Viele der kritischen molekularen Mechanismen, die der Umwandlung oder Übertragung eines nozizeptiven Reizes in eine Veränderung des Membranpotentials der nozizeptiven Afferenzen zugrunde liegen, sind bekannt.

Diese anfängliche Veränderung des Membranpotentials wird als Generatorpotential bezeichnet, wobei zusätzliche Proteine identifiziert wurden, die die Ausbreitung des Generatorpotentials innerhalb des afferenten Terminals sowie die Initiierung und Ausbreitung des Aktionspotentials (AP) innerhalb der afferenten Axone steuern.

In der Hinterwurzel des Rückenmarks bilden die zentralen Terminals der nozizeptiven Afferenzen nicht nur Synapsen mit Projektions-Neuronen, die das nozizeptive Signal zu einer Reihe von Strukturen im Hirnstamm und im Gehirn weiterleiten,  sondern auch mit exzitatorischen und inhibitorischen Interneuronen, die als Feedback die eingehenden afferenten Aktivität modulieren und als Feedforward das aufsteigende Signal modulieren.

Im Hirnstamm und  Gehirn gibt es Regionen, die in die weitere Verarbeitung integriert sind und die Wahrnehmung

  • sowohl der sensorisch diskriminierenden Aspekte des Schmerzes (wie Lokalisation, Intensität und Art)
  • als auch der emotionalen bzw. affektiven Aspekte des Schmerzes (z.B. Leiden und die wahrgenommene Bedeutung der Empfindung) ermöglichen.

Zusätzliche Modulationsebenen treten an jeder dieser Stellen bei der Übertragung des nozizeptiven Signals durch einen sogenannten absteigenden nozizeptiven Schaltkreis auf, der das aufsteigende Signal sowohl verstärken als auch hemmen kann.

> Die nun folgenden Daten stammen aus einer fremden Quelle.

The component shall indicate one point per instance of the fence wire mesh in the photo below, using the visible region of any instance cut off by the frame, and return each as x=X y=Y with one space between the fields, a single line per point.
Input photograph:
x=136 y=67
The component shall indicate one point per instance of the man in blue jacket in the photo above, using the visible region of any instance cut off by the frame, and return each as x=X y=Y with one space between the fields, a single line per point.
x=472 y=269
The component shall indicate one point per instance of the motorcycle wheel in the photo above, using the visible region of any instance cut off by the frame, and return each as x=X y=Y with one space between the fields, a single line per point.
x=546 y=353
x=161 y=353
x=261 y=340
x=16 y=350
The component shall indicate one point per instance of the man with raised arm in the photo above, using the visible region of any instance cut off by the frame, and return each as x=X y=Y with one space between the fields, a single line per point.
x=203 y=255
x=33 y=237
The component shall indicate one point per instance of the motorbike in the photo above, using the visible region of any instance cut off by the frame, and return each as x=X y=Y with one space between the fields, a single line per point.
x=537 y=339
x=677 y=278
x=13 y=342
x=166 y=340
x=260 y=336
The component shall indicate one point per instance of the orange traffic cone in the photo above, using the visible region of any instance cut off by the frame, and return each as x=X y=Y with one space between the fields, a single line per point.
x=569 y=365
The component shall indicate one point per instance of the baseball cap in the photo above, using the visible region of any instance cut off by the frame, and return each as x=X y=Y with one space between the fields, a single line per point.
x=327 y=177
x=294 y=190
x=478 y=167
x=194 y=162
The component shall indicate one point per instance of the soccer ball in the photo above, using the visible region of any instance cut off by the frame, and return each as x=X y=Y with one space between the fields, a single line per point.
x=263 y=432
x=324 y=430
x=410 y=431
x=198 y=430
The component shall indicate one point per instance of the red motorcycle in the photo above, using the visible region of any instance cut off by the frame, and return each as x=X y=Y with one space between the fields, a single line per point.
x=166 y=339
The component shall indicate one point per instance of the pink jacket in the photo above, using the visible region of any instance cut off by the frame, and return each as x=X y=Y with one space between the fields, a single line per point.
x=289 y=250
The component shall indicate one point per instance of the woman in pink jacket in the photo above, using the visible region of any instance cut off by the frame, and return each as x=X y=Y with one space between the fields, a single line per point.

Schließlich gibt es an JEDER dieser Stellen Hinweise auf eine Plastizität, die die Reaktion des Nervensystems auf eine nachfolgende Stimulation massiv beeinflussen kann (s. Abb.), und es gibt Hinweise darauf, dass viele dieser Veränderungen  bei persistierenden Schmerzen eine zentrale Rolle spielen. Diese Plastizität des Nervensystems ist ein Hauptgrund dafür, dass wir häufig Patienten sehen, deren Schmerzerlebnis in einem klaren Missverhältnis zu ihren pathoanatomischen Befunden steht: Einige erleben massive Schmerzen, obwohl kaum eine Schädigung nachweisbar ist, bei anderen zeigt sich die Situation diametral dazu.

Spinales Hinterhorn:

Primäre Stelle der zentralen Sensibilisierung, die sowohl eine prä- als auch eine postsynaptische Fazilitation, eine Abnahme der inhibitorischen (GABA und Glycin) Signalwirkung  und eine Zunahme der intrinsischen Erregbarkeit der dorsalen Hornneuronen widerspiegelt.. Je nach Zeitpunkt und Art der Verletzung können auch spinale Mikroglia und Astrozyten durch die Freisetzung einer Vielzahl von Mediatoren zur Erhöhung der Hinterhorn-Erregbarkeit beitragen.

Spinalganglion (DRG):

Änderungen innerhalb der DRG können die Entstehung einer ektopischen Aktivität ermöglichen.

Peripherer Nerv:

Verletzungsinduzierte Veränderungen der Aktionspotential-Leitungsgeschwindigkeit und aktivitätsabhängige Verlangsamung sind beschrieben. Eine Nervenverletzung kann auch zur Entstehung einer ektopischen Aktivität entlang des Nervs und zur Bildung von Neuromen führen, die ebenfalls zu einem Ort ektopischer Aktivität werden können.

Periphere Nervenenden:

Die Sensibilisierung der peripheren Nervenenden ist auf Veränderungen der Dichte, Verteilung und/oder biophysikalischen Eigenschaften der Kanäle zurückzuführen, die für die sensorische Transduktion (z.B. TRP-Kanäle), die Ausbreitung des Generatorpotenzials (z.B. K+-Kanäle) und die Einleitung von Aktionspotenzialen (z.B. spannungsgesteuerte Na+-Kanäle) verantwortlich sind.

Kortex:

Veränderungen der kortikalen Dicke wurden in Verbindung mit verschiedenen chronischen Schmerzzuständen beschrieben.

Thalamus:

Zunahme der spontanen und evozierten Aktivität nach einer Rückenmarkverletzung.

Andere kortikale/subkortikale Strukturen:

Veränderungen der synaptischen Stärke und der Genexpression in Strukturen wie dem anterioren Cingulum, der Amygdala und dem Hippocampus wurden bei verschiedenen chronischen Schmerzzuständen beobachtet.

Periaquäduktales Grau (PAG)

Verlust des absteigenden hemmenden Einflusses des PAGs.

Raphe-Kerne (NRM)/Rostroventrale Medulla (RVM):

Shift von der absteigenden nozizeptiven Inhibition zur Fazilitation.

Literaturangaben

Primärquelle: Gold, M. S. (2015). Pain: From Neurobiology to Disease. In Neurobiology of Brain Disorders (pp. 674-692). Academic Press.